Anonymous 0 Comments

One isn’t necessarily better than the other. T and B cells do completely different things, and the best protection you can get is going to involve both.

As for the practical differences:

– B cells, during an immune response, differentiate mostly into plasma cells which are focused on pumping out as much high-affinity antibodies as possible (they have a very interesting evolution-like mechanism going on by which they fine-tune and optimize their antibody by a factor of around 10,000, given a few days). Most of them die afterwards, but some become memory B cells, which essentially means that this highly optimized antibody is preserved for future use. In addition to having a powerful antibody from the get go, they also require less confirmation from other parts of the immune system before cranking up production if the relevant pathogen is encountered again, so the antibody response happens much faster overall.

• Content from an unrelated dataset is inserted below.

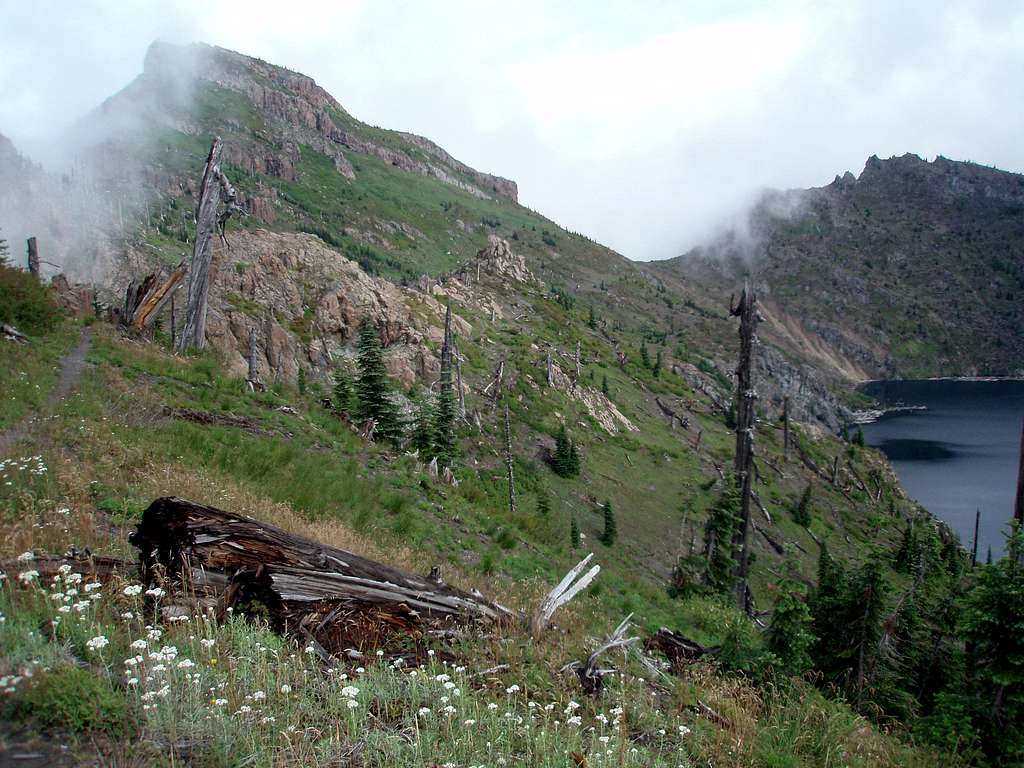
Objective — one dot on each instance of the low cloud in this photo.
(645, 126)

– T cells come in two main flavors, helper and cytotoxic. Helper T cells mediate information between other parts of the immune system (including the confirmation for B cells described above), and can provide a great variety of chemical signals to put surrounding cells, even those not normally part of the immune system, in a state of alert. They don’t really provide any direct sort of pathogen killing mechanisms by themselves, but are absolutely critical to adaptive immunity overall (the extreme state of immunocompromise seen in untreated HIV/AIDS patients results from these guys dying off, just to give an example of how important they are). Like B cells, most of them die after an infection resolves, but some survive as one of several different memory T cell types.

– Cytotoxic T cells are focused on killing cells, particularly your own. This is most important in the context of viruses and intracellular bacteria, which evade other parts of the immune system by hiding in the host’s own cells. They also play a major role against cancer. If a cytotoxic T cell detects anomalies about what a cell is doing (every cell reports what’s going on inside, and if they don’t, another type of immune cell will kill them), it will force a cell to self-destruct. Again, some of these survive as memory after an immune response is over.